Fiscal stimulus: no bazooka
According to a draft plan obtained by Bloomberg, a 28.1 trillion yen package, including 13.5 trillion yen of fiscal measures are being discussed by ruling party lawmakers today. The latter compromises of 3.4 trillion yen to improve demographics; 6.2 trillion yen for infrastructure; 1.3 trillion yen to mitigate Brexit risks and help smaller companies. Last but not least, 2.7 trillion yen is set aside for relief measures for Kumamoto quakes and 2011 Tohoku disaster. New spending for the current fiscal year is only around 4.6 trillion yen (1% GDP). Hence the positive impact on economic growth and inflation is likely to be small. The Japanese yen (JPY) gained by almost 50 pips to 102 against the US dollar as the size of extra spending was less than expected.
FX-Flash-JPY-100-to-104-range-2-August-2016.pdf (82 KB)

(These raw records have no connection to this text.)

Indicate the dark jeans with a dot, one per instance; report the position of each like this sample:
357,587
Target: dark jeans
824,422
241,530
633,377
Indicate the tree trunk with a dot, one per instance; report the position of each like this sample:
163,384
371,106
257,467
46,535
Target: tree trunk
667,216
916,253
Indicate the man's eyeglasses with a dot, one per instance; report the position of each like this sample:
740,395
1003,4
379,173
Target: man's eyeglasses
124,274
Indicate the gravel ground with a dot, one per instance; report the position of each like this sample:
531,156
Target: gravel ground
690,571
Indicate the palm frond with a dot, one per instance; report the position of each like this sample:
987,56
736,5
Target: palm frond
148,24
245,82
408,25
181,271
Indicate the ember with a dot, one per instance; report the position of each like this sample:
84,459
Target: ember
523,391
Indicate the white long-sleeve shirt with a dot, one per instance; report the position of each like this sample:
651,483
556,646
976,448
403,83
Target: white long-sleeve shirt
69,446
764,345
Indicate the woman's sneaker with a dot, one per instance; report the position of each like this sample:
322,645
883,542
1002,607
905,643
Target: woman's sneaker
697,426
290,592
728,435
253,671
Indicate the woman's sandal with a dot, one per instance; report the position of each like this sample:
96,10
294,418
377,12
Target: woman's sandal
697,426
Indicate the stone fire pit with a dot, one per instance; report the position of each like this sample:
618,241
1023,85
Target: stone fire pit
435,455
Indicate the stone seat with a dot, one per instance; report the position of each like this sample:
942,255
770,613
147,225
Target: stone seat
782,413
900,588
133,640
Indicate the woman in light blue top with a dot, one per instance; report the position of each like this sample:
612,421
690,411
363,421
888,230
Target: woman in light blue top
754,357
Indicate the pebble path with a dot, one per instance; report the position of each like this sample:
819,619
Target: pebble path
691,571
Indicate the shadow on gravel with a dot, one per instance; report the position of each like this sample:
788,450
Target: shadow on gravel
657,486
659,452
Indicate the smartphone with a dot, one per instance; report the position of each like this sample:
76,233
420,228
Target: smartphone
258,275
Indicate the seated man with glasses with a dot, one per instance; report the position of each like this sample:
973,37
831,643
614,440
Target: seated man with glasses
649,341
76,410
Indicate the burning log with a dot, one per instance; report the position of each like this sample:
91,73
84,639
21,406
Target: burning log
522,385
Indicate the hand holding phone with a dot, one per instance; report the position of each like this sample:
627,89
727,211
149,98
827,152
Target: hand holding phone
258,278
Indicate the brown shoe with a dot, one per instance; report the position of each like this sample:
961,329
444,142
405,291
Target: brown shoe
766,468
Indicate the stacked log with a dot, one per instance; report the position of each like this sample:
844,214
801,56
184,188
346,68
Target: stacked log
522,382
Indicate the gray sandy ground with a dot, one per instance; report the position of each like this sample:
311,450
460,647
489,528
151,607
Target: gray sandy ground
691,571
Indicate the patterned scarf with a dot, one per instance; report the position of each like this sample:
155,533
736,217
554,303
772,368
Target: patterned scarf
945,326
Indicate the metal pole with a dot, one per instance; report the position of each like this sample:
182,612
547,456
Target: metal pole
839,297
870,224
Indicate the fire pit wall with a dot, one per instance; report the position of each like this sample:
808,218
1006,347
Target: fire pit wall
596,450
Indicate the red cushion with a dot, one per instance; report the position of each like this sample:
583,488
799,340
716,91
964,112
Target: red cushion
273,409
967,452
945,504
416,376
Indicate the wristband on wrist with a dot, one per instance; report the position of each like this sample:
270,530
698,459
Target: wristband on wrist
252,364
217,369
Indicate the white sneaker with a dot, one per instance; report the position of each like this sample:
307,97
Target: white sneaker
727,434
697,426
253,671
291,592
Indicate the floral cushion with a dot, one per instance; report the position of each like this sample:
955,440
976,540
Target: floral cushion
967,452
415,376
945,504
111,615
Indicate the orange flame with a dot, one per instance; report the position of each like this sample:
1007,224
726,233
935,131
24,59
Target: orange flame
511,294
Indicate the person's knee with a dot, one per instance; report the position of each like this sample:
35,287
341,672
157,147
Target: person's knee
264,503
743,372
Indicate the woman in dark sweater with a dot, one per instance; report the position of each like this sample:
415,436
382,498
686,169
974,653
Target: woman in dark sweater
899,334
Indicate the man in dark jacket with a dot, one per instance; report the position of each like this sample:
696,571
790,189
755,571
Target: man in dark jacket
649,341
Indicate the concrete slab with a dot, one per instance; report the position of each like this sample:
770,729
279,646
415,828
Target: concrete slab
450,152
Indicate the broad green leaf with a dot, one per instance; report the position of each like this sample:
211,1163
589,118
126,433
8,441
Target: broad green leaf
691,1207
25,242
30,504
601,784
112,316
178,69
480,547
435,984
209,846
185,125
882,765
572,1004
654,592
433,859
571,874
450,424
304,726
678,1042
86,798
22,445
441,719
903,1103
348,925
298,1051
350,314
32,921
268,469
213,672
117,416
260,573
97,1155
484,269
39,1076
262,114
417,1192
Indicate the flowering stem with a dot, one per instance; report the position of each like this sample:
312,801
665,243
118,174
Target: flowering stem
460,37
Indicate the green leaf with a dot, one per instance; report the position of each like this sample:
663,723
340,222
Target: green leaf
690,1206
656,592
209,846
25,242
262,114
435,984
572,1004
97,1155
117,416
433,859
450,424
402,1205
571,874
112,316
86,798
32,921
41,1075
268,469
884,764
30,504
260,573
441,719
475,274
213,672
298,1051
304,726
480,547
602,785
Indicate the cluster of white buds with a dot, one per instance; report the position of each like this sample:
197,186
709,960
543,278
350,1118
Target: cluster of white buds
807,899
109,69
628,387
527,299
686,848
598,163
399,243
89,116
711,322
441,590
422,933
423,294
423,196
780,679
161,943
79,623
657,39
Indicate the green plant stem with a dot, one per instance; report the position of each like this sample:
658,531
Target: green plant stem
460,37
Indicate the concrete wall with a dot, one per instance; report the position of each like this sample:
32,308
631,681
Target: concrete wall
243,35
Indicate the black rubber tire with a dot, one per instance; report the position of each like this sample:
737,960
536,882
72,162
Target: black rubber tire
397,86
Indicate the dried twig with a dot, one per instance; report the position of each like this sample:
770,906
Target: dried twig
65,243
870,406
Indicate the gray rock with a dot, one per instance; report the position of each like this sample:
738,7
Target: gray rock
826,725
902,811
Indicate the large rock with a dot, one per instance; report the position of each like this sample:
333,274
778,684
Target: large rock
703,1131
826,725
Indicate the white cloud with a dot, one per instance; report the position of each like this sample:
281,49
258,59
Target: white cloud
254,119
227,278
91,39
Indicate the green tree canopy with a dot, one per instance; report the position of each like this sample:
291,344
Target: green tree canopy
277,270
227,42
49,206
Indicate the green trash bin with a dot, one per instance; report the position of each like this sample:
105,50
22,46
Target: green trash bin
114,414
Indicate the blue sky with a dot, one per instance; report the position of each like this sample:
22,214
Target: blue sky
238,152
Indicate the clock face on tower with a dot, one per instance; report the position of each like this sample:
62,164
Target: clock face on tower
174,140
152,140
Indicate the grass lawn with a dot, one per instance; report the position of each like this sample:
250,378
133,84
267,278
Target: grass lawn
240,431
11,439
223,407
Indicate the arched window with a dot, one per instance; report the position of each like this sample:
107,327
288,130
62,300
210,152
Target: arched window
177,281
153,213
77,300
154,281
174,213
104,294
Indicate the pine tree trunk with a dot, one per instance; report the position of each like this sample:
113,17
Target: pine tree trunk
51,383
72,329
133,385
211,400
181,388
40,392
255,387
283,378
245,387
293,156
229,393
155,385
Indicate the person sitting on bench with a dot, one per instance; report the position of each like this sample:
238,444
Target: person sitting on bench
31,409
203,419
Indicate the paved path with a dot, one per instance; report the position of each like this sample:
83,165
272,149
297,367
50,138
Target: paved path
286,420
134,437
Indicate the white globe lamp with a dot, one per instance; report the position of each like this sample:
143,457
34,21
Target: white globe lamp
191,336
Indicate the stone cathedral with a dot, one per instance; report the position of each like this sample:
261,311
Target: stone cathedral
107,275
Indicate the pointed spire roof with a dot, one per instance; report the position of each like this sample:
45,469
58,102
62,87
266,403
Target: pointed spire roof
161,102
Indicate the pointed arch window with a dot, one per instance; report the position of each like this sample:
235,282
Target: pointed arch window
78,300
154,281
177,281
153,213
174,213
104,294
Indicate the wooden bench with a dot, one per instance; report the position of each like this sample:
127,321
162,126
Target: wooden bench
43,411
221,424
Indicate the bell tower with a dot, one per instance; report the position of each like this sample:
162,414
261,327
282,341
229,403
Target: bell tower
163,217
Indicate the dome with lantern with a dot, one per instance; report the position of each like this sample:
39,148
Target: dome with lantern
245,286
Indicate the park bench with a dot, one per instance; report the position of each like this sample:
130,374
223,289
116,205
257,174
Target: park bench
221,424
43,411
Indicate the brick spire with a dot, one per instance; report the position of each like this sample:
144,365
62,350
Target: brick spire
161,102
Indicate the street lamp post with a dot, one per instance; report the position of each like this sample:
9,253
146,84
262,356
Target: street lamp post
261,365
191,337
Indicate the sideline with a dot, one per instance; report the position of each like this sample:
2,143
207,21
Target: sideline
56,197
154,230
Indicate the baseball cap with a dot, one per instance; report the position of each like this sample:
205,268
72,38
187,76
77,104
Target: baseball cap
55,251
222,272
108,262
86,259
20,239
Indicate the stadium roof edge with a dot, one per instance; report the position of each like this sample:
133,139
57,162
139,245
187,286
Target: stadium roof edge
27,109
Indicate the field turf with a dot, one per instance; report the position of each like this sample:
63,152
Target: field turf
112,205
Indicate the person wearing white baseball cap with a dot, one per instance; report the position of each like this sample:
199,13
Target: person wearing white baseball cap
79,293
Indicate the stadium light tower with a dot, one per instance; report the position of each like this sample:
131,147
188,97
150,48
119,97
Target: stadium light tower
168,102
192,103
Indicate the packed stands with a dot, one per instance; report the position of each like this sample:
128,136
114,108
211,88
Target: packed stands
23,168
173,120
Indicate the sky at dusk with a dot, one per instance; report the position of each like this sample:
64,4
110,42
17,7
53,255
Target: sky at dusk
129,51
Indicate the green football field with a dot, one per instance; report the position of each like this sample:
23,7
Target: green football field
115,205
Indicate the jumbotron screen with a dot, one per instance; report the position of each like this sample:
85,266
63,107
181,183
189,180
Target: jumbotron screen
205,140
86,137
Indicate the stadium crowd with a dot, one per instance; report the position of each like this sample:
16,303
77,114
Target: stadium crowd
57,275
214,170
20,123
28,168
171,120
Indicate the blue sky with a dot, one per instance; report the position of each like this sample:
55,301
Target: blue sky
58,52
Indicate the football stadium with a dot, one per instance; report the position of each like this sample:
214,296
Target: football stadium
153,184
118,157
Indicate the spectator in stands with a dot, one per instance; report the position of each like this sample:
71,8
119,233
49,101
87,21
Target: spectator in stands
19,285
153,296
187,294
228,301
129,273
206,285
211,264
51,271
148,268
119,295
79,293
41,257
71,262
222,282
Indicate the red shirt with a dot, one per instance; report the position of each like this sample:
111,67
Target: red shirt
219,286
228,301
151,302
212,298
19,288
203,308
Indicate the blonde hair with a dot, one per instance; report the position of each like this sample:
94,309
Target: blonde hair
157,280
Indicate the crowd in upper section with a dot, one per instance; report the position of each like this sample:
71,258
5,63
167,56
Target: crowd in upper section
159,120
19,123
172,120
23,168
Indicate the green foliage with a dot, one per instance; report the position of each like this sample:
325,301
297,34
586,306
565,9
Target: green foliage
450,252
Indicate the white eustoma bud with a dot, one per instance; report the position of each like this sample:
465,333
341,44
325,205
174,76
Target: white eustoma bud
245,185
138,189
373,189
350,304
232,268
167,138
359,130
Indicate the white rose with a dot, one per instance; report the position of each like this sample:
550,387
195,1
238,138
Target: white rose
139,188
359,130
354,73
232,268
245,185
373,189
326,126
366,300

USD/JPY new range of 100-104
Since the beginning of this week, the strength in the yen has paused around the 102 level against the US dollar. Real interest rate differentials between the US and Japan have stabilized and this has put a floor to USD/JPY. In addition, the Bank of Japan’s (BOJ) decision to double the US dollar lending facility has reduced the cost of USD hedging. As a result speculators find it less attractive to increase long yen positions. Hence we think that in the absence of sharp deterioration in risk sentiment and/or substantial declines in crude oil prices (we expect Brent crude oil to find some support around USD 40/barrel), we expect yen strength to be capped around the 100 level against the US dollar. Weakness in the yen is also likely to be supported by investors’ who were caught wrong-footed by the BoJ’s ‘inaction’ last week unwinding their short yen positions around the 104 level. Implied volatility in the yen has declined. Since last Friday, the demand to hedge further strength in the yen has increased but is showing some signs of stabilising. In short, we think that the yen is likely to trade within 100 to 104 in the coming weeks.